The concert started with Garcia Lorca’s beautiful Trece Canciones Espanolas Antiguas, a song cycle made up of no fewer than 13 poems by the great poet himself. Few in the audience were aware that Lorca was also an accomplished composer in his own right, as the evening’s chosen piece confirmed. Originally for voice and guitar, the flute substituted the voice for the concert.

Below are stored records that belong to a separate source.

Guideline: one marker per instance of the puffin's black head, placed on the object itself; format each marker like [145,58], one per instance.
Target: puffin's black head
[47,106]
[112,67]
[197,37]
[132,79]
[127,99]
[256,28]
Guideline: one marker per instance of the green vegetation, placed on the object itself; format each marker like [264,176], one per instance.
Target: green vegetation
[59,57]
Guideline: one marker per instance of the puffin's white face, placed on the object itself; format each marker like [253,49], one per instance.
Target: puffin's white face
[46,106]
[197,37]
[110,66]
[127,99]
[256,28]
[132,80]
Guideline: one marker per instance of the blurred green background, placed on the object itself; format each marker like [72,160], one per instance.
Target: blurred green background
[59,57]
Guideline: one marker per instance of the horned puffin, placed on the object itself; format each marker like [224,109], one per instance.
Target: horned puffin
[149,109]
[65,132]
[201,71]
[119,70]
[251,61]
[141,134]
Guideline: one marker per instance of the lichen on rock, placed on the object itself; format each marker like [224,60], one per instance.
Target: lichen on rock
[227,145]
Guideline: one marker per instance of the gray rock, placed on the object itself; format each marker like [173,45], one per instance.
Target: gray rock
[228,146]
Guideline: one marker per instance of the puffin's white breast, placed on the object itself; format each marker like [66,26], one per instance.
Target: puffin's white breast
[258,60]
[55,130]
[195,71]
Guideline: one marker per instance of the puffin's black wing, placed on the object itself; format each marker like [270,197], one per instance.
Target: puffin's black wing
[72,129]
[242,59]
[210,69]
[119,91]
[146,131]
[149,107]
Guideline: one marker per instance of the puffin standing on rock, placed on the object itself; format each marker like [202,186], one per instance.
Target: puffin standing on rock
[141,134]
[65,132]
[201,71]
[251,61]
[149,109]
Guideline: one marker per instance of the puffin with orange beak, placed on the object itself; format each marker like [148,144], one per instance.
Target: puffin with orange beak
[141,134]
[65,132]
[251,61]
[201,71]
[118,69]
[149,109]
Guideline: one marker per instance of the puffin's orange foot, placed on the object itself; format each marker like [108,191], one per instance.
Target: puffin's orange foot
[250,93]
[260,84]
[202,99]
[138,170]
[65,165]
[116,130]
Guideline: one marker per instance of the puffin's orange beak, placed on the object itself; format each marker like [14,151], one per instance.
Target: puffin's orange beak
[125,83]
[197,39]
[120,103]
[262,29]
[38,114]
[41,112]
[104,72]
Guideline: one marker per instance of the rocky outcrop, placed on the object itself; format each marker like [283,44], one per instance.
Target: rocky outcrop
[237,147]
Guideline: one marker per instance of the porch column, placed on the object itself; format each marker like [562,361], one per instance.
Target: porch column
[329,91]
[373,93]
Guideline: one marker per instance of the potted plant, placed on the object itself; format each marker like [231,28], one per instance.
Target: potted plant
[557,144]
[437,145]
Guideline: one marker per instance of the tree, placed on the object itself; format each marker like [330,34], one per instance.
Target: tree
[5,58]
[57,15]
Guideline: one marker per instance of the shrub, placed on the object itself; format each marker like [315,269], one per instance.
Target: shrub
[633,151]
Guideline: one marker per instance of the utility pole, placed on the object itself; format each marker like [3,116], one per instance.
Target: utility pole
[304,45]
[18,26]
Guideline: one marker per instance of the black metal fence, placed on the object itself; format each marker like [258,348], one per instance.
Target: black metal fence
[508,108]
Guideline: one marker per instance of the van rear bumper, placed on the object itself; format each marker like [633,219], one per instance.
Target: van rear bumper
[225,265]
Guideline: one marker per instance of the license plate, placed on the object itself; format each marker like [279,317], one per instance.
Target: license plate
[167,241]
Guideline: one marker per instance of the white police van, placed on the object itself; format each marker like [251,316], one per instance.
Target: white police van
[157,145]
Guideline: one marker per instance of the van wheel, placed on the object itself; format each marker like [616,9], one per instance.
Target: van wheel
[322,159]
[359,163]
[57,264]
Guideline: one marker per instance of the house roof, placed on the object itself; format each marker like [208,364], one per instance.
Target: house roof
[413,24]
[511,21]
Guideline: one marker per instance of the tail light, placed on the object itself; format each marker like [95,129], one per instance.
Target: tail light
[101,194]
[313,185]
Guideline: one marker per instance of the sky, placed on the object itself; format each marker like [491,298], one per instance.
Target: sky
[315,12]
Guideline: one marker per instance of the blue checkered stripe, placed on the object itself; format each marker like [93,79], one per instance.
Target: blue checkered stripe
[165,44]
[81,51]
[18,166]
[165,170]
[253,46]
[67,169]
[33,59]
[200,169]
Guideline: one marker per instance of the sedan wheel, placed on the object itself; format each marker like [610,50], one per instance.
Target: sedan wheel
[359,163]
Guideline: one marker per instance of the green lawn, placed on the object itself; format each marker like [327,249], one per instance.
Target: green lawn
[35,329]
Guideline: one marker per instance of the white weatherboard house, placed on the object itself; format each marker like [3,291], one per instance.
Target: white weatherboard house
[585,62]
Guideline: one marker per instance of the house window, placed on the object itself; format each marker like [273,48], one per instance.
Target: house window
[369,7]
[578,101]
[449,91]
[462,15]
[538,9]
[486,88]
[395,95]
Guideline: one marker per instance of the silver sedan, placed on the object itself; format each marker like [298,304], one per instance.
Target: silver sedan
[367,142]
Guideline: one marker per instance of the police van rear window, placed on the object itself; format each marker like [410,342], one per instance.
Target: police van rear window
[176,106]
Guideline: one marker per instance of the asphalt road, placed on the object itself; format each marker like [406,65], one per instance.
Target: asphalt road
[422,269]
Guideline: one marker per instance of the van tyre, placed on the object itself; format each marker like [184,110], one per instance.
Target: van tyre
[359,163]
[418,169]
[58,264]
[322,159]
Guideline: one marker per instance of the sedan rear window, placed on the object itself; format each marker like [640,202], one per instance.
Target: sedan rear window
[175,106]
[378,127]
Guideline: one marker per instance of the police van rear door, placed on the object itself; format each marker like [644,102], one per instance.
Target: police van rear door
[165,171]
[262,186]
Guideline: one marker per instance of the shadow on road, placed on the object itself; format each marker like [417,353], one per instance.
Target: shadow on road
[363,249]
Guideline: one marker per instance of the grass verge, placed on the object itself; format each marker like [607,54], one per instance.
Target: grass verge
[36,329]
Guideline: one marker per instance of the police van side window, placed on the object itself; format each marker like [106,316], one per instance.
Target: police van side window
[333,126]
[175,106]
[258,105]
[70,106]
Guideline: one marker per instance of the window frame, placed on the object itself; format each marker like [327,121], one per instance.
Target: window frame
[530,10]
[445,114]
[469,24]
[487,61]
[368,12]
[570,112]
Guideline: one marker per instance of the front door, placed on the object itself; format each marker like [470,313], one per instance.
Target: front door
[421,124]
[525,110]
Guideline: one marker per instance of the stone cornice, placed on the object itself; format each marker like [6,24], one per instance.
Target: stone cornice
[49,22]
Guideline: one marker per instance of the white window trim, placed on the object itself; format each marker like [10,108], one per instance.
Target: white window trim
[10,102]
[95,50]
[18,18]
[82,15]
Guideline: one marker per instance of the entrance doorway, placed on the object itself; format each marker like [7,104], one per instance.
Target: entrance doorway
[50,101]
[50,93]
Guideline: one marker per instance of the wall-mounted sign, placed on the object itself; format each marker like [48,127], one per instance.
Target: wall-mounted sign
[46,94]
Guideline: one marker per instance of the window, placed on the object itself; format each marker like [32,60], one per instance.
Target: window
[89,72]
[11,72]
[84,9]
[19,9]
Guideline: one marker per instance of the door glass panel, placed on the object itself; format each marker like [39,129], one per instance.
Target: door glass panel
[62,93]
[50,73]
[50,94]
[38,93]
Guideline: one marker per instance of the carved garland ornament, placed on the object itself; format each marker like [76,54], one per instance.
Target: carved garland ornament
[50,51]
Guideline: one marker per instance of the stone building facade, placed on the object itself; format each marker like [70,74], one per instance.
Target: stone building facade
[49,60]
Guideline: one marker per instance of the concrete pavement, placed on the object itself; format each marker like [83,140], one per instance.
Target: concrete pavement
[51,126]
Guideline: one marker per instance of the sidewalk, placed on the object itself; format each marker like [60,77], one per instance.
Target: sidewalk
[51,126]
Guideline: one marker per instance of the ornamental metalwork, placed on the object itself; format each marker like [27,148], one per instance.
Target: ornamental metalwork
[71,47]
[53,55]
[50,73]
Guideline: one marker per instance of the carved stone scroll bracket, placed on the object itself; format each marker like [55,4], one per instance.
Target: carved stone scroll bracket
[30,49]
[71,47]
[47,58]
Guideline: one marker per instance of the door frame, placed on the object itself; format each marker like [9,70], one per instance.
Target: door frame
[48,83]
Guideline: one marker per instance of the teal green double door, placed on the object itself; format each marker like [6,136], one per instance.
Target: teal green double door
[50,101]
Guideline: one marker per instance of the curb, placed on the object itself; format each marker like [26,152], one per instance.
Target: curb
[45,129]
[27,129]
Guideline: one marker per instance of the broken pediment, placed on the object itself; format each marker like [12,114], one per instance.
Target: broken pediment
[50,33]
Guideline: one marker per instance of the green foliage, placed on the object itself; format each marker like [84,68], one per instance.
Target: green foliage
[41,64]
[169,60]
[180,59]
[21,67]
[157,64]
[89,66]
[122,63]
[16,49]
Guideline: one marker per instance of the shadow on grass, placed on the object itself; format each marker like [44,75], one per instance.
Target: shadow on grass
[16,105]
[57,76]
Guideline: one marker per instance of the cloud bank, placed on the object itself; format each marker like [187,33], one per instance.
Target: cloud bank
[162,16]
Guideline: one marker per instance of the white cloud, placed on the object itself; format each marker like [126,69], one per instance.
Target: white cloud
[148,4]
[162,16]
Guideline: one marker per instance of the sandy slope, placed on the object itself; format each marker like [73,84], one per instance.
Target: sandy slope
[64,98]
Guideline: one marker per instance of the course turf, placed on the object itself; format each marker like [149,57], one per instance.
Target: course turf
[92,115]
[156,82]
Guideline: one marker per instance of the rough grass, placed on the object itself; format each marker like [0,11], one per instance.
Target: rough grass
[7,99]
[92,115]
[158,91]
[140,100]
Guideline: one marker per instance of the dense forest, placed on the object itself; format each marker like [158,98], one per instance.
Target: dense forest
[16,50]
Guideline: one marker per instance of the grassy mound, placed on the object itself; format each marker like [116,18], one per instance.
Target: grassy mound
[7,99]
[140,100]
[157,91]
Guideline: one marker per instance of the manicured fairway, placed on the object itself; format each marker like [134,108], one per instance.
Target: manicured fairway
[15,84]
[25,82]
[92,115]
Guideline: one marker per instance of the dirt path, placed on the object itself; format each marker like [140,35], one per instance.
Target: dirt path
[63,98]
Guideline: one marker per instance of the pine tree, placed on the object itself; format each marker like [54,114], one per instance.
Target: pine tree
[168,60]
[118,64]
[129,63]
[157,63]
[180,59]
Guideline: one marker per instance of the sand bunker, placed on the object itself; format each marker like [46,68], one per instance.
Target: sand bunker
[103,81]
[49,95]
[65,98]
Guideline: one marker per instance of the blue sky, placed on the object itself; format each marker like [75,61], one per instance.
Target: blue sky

All 13 short songs display the inimitable Spanish flavour. For instance, ‘El café de Chinitas’, is a song taught to Lorca by his great uncle, who earned his living playing in this flamenco nightclub in Málaga. The song’s protagonist brags that he is a better bullfighter and Gypsy than his brother and will kill the bull before four-thirty. The open-ended harmony (dominant) that ended all the song’s phrases and verses seemed fitting in that we never find out what happens in the bullfight, but it is actually a typical practice in Spanish folk song, as in ‘Romance de Don Boyso’. Here, with distinctive melodic leaps of a fourth, we heard the story of a Spanish nobleman who finds a Christian girl held captive by the Moors, who turns out to be Rosalinda, his long-lost sister. ‘Nana de Sevilla’ falls into the category of unsettling lullabies that Lorca mentioned in his famous lecture, since it tells of a baby, abandoned by its Gypsy mother, whose father may or may not build it a cradle.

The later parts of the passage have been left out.